Good morning and Happy Tuesday! I hope you all had a wonderful weekend. Chris and I had a bit of a crazy weekend with a lot of driving but he did end up watching the Vikings game, and I did a lot of studying…it’s that time of the year. Here he is enjoying some bro-time on the long walk to the stadium.
As the weather gets colder it is time to warm things up. I just need some warm good up in my life and what I have for you next definitely warms the heart and soul. Also it is officially squash season and do I have a recipe for you that is fiancé-approved and super cheesy…

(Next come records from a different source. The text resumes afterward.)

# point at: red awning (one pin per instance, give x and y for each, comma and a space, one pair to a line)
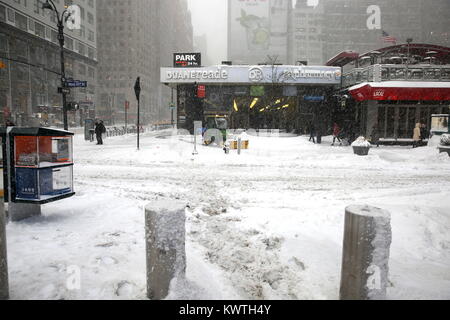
399, 90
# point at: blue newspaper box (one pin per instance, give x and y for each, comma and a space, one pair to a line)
40, 165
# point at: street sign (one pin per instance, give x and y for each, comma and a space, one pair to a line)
201, 91
75, 84
137, 87
186, 60
63, 90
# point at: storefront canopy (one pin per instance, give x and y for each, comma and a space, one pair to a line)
401, 90
241, 74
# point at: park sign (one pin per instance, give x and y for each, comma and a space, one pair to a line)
75, 84
187, 60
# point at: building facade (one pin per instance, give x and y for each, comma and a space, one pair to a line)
307, 22
30, 56
135, 39
259, 31
359, 24
329, 27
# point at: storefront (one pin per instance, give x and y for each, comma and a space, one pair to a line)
395, 107
259, 97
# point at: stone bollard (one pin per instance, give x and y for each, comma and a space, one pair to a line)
365, 257
22, 211
4, 287
165, 245
239, 145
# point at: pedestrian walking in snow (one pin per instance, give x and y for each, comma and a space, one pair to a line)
312, 130
423, 133
375, 136
336, 133
416, 135
99, 130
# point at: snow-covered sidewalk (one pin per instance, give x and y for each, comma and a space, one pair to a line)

IngredientsSlightly Adapted from Real Simple
- Spaghetti Squash
- 15 oz Ricotta cheese
- 1 egg
- 2 large handfuls of spinach (2-4 cups)
- 1 garlic clove
- 1/8 teaspoon nutmeg
- salt and pepper
- 1 cup shredded cheese (I used cheddar)
1. Use leftover/precooked spaghetti squash OR cook spaghetti squash in oven for 40 minutes. Let squash cool and use a fork to scrape the “noodles” from the squash. For more complete instructions see here.

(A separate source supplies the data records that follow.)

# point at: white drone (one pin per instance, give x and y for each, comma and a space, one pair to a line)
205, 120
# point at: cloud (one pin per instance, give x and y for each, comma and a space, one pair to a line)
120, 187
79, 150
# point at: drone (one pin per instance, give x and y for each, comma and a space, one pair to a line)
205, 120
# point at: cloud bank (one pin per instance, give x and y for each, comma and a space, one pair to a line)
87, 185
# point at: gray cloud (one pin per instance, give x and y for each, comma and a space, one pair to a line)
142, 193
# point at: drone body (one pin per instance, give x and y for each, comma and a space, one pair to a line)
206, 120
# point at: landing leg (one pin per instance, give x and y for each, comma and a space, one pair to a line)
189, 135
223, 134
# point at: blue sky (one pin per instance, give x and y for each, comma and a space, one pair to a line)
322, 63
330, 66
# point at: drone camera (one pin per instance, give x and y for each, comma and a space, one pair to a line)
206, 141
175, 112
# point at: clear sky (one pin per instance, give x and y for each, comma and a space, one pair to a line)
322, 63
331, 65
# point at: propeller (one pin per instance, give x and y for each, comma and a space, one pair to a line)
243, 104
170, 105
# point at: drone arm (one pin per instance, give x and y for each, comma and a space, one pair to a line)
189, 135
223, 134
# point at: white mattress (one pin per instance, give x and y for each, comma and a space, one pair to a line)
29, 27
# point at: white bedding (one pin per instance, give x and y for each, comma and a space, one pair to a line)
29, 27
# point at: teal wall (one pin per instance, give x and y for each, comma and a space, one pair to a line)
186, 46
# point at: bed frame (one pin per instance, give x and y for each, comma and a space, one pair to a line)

2. Run your knife through the spinach and roughly chop it. Then mince the garlic.
3.Combine squash noodles with ricotta, egg, spinach, 1 minced garlic clove, nutmeg and salt & pepper. Mix well.

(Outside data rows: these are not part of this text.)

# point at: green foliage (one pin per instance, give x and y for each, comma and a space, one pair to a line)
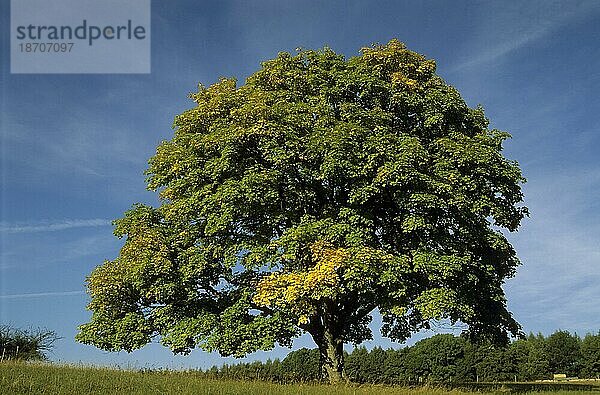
301, 365
369, 175
441, 359
590, 356
32, 344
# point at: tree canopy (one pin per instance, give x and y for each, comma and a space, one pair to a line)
301, 201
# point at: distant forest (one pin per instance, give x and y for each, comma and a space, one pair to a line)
443, 358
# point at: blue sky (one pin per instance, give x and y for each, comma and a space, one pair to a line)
74, 147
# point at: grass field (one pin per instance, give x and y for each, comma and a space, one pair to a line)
39, 378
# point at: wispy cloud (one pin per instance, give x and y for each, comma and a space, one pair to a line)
541, 24
52, 226
41, 294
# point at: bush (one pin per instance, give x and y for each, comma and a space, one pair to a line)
32, 344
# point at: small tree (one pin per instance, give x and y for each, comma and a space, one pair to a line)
32, 344
320, 190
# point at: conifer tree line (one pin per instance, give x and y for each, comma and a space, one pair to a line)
443, 358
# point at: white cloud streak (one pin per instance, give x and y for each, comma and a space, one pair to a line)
41, 294
53, 226
548, 22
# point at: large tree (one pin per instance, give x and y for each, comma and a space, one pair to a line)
320, 190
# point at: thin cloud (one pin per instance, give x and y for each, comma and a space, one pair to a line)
535, 33
41, 294
53, 226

4. Place cheesy mixture into an 8×8 pan and cover with shredded cheese.
5. Bake in oven at 350° for 20-25 minutes or until the cheese is a wonderful golden brown and the ricotta is bubbling.
6. Let rest for 5 minutes then dig in! I enjoyed it plain but I think it would also be great with some marinara on the side.
Question of the day: Do you feel spaghetti squash is a perfectly good substitute for spaghetti? I obviously do, but my favorite part is usually the sauce and meatballs I put on it. This recipe let me taste the actual squash.